Saturday, April 21, 2012

Goodbye, ghost graveyard of Edsel Fong

Feeling whistful, somewhat sad about this. Funny, I was just thinking about this place the other day. In the '70s, my mom would take my sister and me into the City from our home in San Ramon, and we would love it. It was awesome because Edsel Fong was just how they describe him. A table would clear, and he would bark out orders to my sister and me to reset the table. "Here! Take forks, knives, put there! No! Not like that! Put here! Put there! Now! Go get tea cups and saucers! Put them there! No! Not like that!" During none of this experience was the man frightening us (I was probably between 6-8, my sister 4-6), not one bit. Instead, after getting over the initial shock, we were in stitches. He was not polite, but his "rudeness" was such that only the most timid or sensitive would find it intimidating or offensive. It was all bark and no bite. He was why we always wanted to eat here when we came into the City.

When I first had a chance to return to San Francisco as an adult and found he'd died, Sam Wo's was still a great place to eat, especially for the price.

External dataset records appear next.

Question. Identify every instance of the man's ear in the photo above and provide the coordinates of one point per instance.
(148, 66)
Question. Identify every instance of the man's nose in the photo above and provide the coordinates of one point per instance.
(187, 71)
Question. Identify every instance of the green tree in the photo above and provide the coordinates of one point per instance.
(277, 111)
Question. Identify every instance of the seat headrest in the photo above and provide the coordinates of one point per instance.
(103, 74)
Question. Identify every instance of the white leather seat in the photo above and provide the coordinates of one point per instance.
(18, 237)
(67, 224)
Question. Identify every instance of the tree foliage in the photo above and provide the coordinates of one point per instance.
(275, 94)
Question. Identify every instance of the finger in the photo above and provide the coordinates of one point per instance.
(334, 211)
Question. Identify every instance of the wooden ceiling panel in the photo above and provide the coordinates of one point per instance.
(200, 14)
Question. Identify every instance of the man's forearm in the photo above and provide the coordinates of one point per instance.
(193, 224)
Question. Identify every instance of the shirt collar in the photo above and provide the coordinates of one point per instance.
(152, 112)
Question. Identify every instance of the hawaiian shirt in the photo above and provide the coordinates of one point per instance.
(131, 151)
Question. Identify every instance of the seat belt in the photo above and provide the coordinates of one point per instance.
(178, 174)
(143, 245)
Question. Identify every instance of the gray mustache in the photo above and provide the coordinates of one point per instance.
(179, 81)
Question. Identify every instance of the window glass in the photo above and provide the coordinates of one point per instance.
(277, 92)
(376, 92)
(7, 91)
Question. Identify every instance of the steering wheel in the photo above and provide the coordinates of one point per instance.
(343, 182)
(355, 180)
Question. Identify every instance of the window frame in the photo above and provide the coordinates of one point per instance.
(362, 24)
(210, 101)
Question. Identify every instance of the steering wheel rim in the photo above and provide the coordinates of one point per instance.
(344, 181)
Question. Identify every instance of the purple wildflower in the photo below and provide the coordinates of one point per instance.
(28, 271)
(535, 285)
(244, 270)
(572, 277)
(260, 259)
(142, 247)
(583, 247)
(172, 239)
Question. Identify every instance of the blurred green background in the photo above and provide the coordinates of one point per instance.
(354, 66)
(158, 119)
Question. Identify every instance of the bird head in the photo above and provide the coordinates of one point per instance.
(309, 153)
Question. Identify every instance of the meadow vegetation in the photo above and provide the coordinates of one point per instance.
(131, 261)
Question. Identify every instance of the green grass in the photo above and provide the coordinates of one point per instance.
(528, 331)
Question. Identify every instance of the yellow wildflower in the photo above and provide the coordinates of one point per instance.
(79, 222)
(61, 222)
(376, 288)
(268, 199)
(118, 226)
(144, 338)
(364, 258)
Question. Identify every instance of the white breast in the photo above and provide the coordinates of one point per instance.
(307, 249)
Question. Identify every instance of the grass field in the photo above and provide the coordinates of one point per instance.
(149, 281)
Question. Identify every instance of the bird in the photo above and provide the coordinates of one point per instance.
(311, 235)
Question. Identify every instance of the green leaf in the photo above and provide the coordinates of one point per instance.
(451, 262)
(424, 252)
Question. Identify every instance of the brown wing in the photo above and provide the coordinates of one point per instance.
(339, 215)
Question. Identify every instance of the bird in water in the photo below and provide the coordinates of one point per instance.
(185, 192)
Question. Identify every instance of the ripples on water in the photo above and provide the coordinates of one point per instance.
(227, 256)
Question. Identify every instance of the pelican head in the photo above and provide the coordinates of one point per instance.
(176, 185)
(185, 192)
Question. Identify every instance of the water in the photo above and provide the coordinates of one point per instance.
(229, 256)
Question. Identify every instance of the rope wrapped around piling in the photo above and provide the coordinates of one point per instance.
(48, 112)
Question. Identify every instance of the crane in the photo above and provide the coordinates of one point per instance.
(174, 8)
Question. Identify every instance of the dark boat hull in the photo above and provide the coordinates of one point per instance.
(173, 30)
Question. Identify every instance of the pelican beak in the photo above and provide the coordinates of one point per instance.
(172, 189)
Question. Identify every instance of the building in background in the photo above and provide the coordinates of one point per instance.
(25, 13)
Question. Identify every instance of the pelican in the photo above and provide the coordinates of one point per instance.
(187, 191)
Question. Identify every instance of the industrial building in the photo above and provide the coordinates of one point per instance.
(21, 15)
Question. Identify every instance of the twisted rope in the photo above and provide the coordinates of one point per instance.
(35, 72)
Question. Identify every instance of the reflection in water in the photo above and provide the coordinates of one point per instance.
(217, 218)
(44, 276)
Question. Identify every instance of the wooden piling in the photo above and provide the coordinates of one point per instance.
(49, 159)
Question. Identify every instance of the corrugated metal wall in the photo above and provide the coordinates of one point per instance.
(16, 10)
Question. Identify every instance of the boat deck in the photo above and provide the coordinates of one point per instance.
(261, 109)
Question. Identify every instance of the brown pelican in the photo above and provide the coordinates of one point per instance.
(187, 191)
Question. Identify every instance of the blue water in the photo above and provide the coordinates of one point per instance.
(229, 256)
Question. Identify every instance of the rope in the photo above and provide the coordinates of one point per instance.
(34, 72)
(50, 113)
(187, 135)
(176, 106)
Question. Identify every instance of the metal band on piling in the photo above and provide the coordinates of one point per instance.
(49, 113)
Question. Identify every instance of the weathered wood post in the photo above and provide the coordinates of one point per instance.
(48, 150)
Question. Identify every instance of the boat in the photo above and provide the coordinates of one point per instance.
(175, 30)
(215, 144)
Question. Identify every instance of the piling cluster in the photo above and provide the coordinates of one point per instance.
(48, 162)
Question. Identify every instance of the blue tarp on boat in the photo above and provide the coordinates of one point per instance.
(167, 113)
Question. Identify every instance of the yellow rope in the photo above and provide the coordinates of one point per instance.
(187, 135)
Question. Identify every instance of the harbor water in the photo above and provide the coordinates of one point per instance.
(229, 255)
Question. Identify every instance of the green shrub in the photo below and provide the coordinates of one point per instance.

Without Edsel Fong there ... well, it was too quiet. It lacked something. Paradoxically, it lacked the warmth his rudeness brought, the sense that behind that stern and grumpy face, there stood a clown who was enjoying this as much as the rest of us.

Still, I went there when time allowed, but now that I think on it ... hoping for what? A view back into the past? A glimpse of his ghost? Some long, warm, familiar-like-an-old-blanket memory to resurrect itself? Regardless, it never came. I would sit there at a table, alone, hoping to see an Edsel I would never again see in this life, hoping to recapture just a moment or two of that security and calm that had characterized life before our move from San Ramon, a move that came too soon. And so I would leave with my taste buds tantalized and my tummy full, but feeling empty and unsatisfied in far more important ways.

To dwell on such things, however, would lead to great unhappiness, illness, maybe even a degree of insanity. Instead, we have to practice radical acceptance of the past. Edsel Fong and Sam Wo are both gone. May both rest in peace.